In 2011 I went to Southeast Asia for the first time; the trip was a large group effort to help a friend celebrate a milestone birthday. We met in Bangkok then took a train to Chiang Mai where we stayed at a beautiful resort for 4 days. After Chiang Mai we traveled on to Laos before turning back southward to Ventiane, then Bangkok and flights home.
After a day at the resort I was starting to get restless for some adventure, so on the second day I rented a scooter to ride up to the top of Doi Suthep to see the famous temple that’s located up there.
After exploring the temple and the much less-tended grounds, I had vague plans to meet some of the others at the market area in central Chiang Mai, but hadn’t realized how big that area would be, and since I didn’t have a phone set up to work in Thailand, I had no way of finding them. This didn’t seem like a big deal, I figured I would just amuse myself for an hour or two then head back to the hotel in time to get ready for the birthday boy’s celebratory dinner.
Can you hear the ominous music?
While I was unable to find my friends, I found numerous fish pedicure spas. For those uninitiated, a fish pedicure involves plunging your feet into a tank that contains many tiny carp of a type known as doctor fish. The fish nibble the dead skin off your feet. The idea is that they remove only the dead skin right down to new, living skin, which will eventually produce exceptionally smooth feet.

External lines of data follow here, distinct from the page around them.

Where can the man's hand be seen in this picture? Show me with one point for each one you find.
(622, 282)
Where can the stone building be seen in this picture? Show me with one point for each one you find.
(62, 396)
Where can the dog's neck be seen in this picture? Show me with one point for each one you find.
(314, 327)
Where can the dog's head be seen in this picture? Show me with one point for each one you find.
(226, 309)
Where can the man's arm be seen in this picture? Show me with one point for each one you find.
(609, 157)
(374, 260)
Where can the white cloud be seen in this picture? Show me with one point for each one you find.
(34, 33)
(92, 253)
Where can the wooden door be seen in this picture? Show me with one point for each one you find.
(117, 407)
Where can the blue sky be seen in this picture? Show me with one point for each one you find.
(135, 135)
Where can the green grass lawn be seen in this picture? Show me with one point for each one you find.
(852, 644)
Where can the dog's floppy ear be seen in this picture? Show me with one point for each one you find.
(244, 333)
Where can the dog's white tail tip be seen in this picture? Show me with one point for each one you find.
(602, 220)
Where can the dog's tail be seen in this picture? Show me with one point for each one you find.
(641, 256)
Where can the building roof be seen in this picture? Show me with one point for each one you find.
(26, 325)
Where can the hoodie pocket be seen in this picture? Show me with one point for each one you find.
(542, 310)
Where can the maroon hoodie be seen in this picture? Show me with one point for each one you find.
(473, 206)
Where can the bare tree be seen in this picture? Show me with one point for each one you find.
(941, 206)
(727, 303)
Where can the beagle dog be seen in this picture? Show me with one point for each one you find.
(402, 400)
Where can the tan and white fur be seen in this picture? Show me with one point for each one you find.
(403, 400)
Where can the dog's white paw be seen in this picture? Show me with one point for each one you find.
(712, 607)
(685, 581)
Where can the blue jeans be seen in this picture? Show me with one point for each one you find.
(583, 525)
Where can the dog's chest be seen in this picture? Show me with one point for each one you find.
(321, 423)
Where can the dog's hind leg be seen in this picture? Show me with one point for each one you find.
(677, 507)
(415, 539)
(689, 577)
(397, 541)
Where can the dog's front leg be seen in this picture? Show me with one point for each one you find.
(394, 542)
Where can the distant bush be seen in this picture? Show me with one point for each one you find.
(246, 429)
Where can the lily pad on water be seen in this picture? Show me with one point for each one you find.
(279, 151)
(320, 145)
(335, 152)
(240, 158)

I should note: while I was looking up information on “fishicures” to write this post, I learned that it’s not as benign a business as I initially thought. The fish don’t normally eat dead tissue – they only do it when regular food is scarce and unpredictable. As might we all. I don’t want to support a business model that starves fish for vanity, so, no more fish pedicures for me.
Apparently point 6 on this sign is untrue:
But, I didn’t know this at the time so I treated myself to what I thought would be a one-hour pedicure. (Sorry, fish!) I sat with my feet in the fish tank until the owner of the spa came and told me it was time to go. Did I mention that at all the fish pedicure places, you sit on bleacher-style seating facing the street?

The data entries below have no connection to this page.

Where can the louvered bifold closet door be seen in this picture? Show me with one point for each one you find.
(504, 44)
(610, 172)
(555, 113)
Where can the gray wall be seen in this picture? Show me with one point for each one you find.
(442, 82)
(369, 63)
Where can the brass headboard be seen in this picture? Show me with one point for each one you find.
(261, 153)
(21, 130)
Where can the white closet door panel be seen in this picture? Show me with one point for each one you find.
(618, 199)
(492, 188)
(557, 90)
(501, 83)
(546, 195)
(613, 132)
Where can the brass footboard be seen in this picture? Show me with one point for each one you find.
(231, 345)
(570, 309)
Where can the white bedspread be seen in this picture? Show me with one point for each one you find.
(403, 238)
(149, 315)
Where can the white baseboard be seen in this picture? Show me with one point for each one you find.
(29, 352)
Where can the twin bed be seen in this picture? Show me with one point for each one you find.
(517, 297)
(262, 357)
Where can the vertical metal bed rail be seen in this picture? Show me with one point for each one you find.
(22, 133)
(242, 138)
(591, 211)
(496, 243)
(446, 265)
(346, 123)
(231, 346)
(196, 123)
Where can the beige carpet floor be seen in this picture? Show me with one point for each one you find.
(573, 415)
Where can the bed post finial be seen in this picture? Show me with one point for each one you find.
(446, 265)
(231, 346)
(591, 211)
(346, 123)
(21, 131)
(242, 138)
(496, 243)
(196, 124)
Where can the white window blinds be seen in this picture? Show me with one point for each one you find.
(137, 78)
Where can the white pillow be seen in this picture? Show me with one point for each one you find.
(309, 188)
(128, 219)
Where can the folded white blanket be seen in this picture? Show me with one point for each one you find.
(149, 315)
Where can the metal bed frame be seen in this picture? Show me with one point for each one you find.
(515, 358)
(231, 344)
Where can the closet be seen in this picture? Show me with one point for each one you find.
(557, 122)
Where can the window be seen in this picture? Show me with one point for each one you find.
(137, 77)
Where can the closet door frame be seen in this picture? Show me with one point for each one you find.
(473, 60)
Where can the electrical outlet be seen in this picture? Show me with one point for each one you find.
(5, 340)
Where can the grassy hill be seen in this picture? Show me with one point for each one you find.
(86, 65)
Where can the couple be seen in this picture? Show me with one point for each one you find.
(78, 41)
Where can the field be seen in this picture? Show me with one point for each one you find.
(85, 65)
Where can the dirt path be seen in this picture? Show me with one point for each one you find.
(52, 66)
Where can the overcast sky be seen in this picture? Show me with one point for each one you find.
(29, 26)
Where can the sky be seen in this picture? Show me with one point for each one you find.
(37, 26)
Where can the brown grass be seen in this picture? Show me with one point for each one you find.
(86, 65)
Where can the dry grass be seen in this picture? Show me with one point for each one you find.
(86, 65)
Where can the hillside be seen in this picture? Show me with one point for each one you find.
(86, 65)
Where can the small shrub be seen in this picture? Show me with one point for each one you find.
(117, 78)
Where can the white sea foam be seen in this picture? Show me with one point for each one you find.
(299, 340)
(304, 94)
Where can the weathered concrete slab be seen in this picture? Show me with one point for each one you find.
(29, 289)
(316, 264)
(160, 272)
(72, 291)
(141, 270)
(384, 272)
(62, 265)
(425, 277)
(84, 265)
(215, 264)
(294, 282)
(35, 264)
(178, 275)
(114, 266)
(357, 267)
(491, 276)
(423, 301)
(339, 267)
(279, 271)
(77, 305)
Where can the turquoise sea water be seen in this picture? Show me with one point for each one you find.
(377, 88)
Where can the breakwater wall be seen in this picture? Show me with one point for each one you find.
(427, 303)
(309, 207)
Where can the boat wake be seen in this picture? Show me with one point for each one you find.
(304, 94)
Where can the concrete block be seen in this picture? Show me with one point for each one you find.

But anyway, as the business owner settled up with me he mentioned that he had given me 2.5 hours for the price of one. And so it was that I was heading out of the center of Chiang Mai later than expected and an hour or so before dark. Since our hotel was about 3 miles out of town, this would seem to be a non-problem, but Chiang Mai is laid out in a way that makes it difficult for a newcomer to find the way back out of town. You come in on one road, which is very straightforward, but it’s one-way and the road back out isn’t parallel to the road in, or otherwise easy to find. So, I spent about 30 minutes of the remaining daylight riding in circles trying to find the road back out of town, and getting quite turned around in the process.